Para ilmuwan selangkah lebih dekat
membuat komputer biologis setelah komponen bangunan dasar perangkat
digital bisa dibuat dari bakteri dan DNA. Beberapa ilmuwan yakin, di
masa depan, komputer biologis kecil bisa menjelajah tubuh manusia.
Komputer
biologis itulah yang memantau kesehatan manusia dan memperbaiki tiap
masalah yang mereka temukan. Para peneliti dari Imperial College London
menunjukkan, mereka mampu membuat ‘gerbang logika’ yang merupakan blok
bangunan mikroprosesor saat ini dari serangga jinak dan bahan kimia.
Dalam jurnal Nature Communications,
gerbang logika biologis ini digambarkan sebagai ‘sirkuit biologis’
paling maju yang pernah dibuat para ilmuwan. Profesor Richard Kitney
mengatakan, “Gerbang logika merupakan blok fundamental bangunan dalam
sirkuit silikon yang mendasari seluruh usia digital manusia. Tanpanya,
manusia tak bisa memproses informasi digital”.
Setelah mampu
menunjukkan kita bisa meniru bagian ini menggunakan bakteri dan DNA.
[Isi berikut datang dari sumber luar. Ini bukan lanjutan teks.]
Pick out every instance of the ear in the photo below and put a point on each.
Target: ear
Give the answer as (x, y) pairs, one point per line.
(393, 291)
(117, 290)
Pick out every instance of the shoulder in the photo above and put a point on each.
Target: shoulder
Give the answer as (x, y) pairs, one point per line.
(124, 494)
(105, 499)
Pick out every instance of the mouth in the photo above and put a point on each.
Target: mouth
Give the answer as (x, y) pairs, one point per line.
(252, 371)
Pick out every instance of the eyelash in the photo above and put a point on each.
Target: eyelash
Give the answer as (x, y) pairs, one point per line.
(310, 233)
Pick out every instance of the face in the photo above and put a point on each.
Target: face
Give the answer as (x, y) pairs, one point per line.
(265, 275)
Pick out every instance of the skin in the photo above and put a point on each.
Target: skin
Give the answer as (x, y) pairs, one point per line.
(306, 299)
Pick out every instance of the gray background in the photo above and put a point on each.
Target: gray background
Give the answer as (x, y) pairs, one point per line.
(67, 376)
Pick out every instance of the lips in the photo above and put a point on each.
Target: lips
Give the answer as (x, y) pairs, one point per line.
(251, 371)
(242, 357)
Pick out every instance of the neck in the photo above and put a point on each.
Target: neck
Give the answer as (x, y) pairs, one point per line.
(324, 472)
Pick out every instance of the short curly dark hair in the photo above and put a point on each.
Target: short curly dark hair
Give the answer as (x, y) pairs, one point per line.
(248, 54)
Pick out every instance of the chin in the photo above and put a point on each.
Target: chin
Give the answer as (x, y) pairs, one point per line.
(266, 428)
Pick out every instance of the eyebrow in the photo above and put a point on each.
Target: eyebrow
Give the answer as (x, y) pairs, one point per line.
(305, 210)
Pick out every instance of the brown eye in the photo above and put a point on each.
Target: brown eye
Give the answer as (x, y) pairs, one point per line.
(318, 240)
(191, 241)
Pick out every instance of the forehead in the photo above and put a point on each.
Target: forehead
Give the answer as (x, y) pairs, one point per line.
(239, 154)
“Kami berharap pekerjaan kami bisa menciptakan generasi baru prosesor
biologis yang aplikasinya dalam pengolahan informasi bisa setara
pentingnya dengan elektronik itu,” lanjutnya.
Meski masih jauh,
tim ini menunjukkan, gerbang logika biologis suatu saat bisa membentuk
blok pembangun dalam komputer mikroskopis biologis. Perangkat ini
termasuk sensor yang bisa berenang dalam arteri untuk mendeteksi
munculnya plak berbahaya dan dengan cepat memberi pengobatan pada daerah
yang terkena.
Aplikasi lain memasukkan sensor untuk mendeteksi
dan menghancurkan sel-sel kanker di dalam tubuh dan pengawas polusi yang
bisa digunakan dalam lingkungan untuk mendeteksi dan menetralkan racun
berbahaya seperti arsenik.
Penelitian sebelumnya hanya membuktikan
gerbang logika biologis bisa dibuat. Keuntungan dari gerbang logika
biologis ini dari usaha-usaha sebelumnya adalah, gerbang logika biologis
berperilaku seperti rekan-rekan elektroniknya.
Gerbang biologis
baru ini juga modular. Artinya, gerbang biologis bisa dipasang
bersama-sama untuk membuat berbagai jenis gerbang logika, membuka jalan
untuk membuat prosesor biologis yang lebih kompleks yang akan membangun
masa depan.
Dalam sebuah eksperimen, para peneliti menunjukkan
bagaimana gerbang logika biologis mampu meniru cara rekan-rekan
elektronik mereka untuk memproses informasi, baik dengan ‘on’ atau
‘off’.
Para ilmuwan telah membuat satu jenis gerbang logika yang
disebut ‘AND Gate’ dari bakteri E.Coli yang biasa ditemukan di usus
bagian bawah rendah. Tim mengubah E.Coli dengan modifikasi DNA.
Bakteri
itu diprogram ulang untuk melakukan proses pengalihan dari ‘on’ dan
‘off’ sebagai elektronik yang sama saat dirangsang bahan kimia. Para
peneliti juga mampu menunjukkan, gerbang logika biologis bisa
dihubungkan bersama guna membentuk komponen yang lebih kompleks dengan
cara yang sama saat membuat komponen elektronik.
Dalam eksperimen
lain, para peneliti menciptakan ‘Not Gate’ dan memadukannya dengan ‘AND
Gate’ guna menghasilkan ‘NAND Gate’ yang lebih kompleks. Tahap
selanjutnya dari penelitian ini yakni, melihat tim berupaya
mengembangkan sirkuit yang lebih kompleks yang terdiri dari beberapa
gerbang logika.
Salah satu tantangan yang dihadapi tim adalah,
menemukan cara menghubungkan beberapa gerbang logika biologis
bersama-sama, serupa cara gerbang logika elektronik saling berhubungan
untuk memungkinkan adanya proses kompleks.